Almost 24 hours on from climbing into the pink jersey after stage four of the Giro d'Italia, one hopes Juan Pedro López has settled into the idea.
"If it's a dream, don't wake me up, please", is what the Trek-Segafredo rider tweeted after claiming the maglia rosa on Mount Etna. What will be interesting to see now is how long that very real dream can keep going for.
Immediately post stage the young Spaniard looked deflated at not winning the day's race, as he was beaten in the final hundred metres by Lennard Kämna, but the race lead should be some consolation.
López should settle into the idea of being in pink, as he is currently 39 seconds ahead of Kämna, and 1:42 ahead of Simon Yates, the first realistic contender for the general classification.
“I have no idea how long I can lead this race for,” López said on Tuesday evening. ’ll just have to take it day by day and see how it goes.”
It might be some time. The next serious mountain test comes on stage seven, with a 4730 metres of climbing in the day, and that is followed by Sunday's stage to Blockhaus with 5080 vertical metres.
However, López has proved his climbing abilities already this race. He distanced his breakaway colleagues on stage four, and was then able to hang around with Kämna when caught - the German is currently one of the most in form riders in the world.

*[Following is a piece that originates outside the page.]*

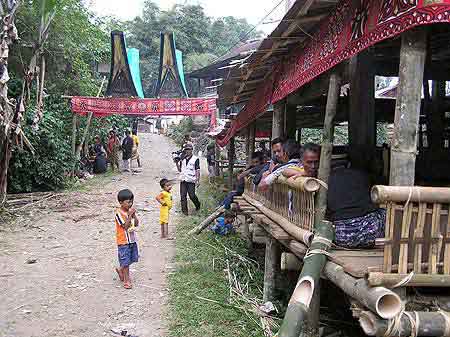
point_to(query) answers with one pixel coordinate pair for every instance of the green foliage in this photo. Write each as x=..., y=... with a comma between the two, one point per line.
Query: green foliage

He finished 11th at this year's Itzulia Basque Country, a race known for its vertiginous nature, just 5:24 behind the overall winner Dani Martínez. The Spaniard also finished 13th at last year's Vuelta a España, although that was over half an hour behind Primož Roglič, for context.
How long López stays in pink, then, depends on what the general classification teams want to do. If they make it hard on the Blockhaus stage, then that might be the end of Trek's pink Giro. If not, then it could continue.
This corsa rosa is very back-loaded, like so many editions. Stages 15-20 are all seriously hilly, mountainous really, and so if López is still in pink by then, it is likely that he will lose it on one of these days. His Trek team isn't set up to support a push for general classification, more to hunt stages, so it might be in their interests to lose the jersey sooner rather than later.
However, the 24-year-old can climb, and it is useful for the general classification teams to have a stalking horse in pink, so they don't have to control the race too early on. For the likes of Yates, Richard Carapaz and Romain Bardet, a lengthy stay at the top for López might prove incredibly helpful for their own hopes.
Let's hope that the Trek rider can start to believe that he does lead the Giro by the time he has finished making his repetitive trips to the podium.